Figure 2. A supervised learning model splits a dataset into training and test data. Generally, large amounts of training data are required for accurate models, although techniques such as transfer learning are changing this. Image used courtesy of v7
The Second Layer of AI: Deep Learning
Peeling back the ML onion to another layer, we’ll find deep learning. Deep learning is a subdiscipline of machine learning. It requires less human “tuning” for accuracy and is more capable of improving its accuracy over time autonomously. It does so through the use of artificial neural networks (ANN).
Figure 3. A representation of the layers within an ANN. Image used courtesy of IBM
Classifying Generative AI
Generative AI started out as a form of unsupervised learning within the machine learning layer. At a surface level, these models generate a unique or novel response similar in context to the training input. These models do not require deep learning. However, the benefits of artificial neural networks used in deep learning made generative AI much more capable. The combination of the two yielded highly capable large language models leveraged by platforms such as ChatGPT.

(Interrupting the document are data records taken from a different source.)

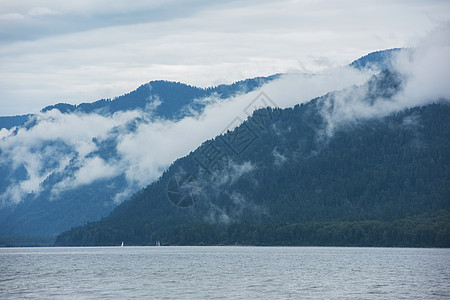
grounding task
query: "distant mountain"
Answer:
[350,48,405,71]
[56,70,450,247]
[0,74,280,237]
[0,50,404,241]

Benefits of Generative AI in Manufacturing
Now that we’ve dredged through explaining what generative AI is, let’s look at some use cases where it can provide value. Given that it ingests unlabeled datasets, these generative models can serve a variety of purposes in manufacturing. A notable area that control.com has touched upon before is predictive maintenance. Predicting and proactively resolving future failures from occurring is bound to improve the OEE of plant assets.
Another area of value in the realm of quality control is defect detection. Identifying defective components via image capture before assembly is likely to reduce costs associated with rejects and improve operational efficiency.
Generative AI can be applied to find patterns in demand, capacity, and production planning. Given a large dataset on customer buying patterns, a generative model might suggest ways to predict consumer demand and help decide which products they should make more of to meet it.
Figure 4. An example of a defect detection model being used in the automotive industry. Image used courtesy of Qualitas
A final example of generative AI is an iteration-based model for computer-aided design (CAD) programs. Fixed project parameters are defined, while other parameters are adjusted to optimize material usage and weight while maintaining strength along particular vectors and the center-of-mass location.
AI in Manufacturing
The capabilities and recent growth of artificial intelligence are exciting. The technology will undoubtedly drive many technological advancements in the coming decade, and provide value to society. I’m looking forward to seeing how generative models are adopted in manufacturing settings.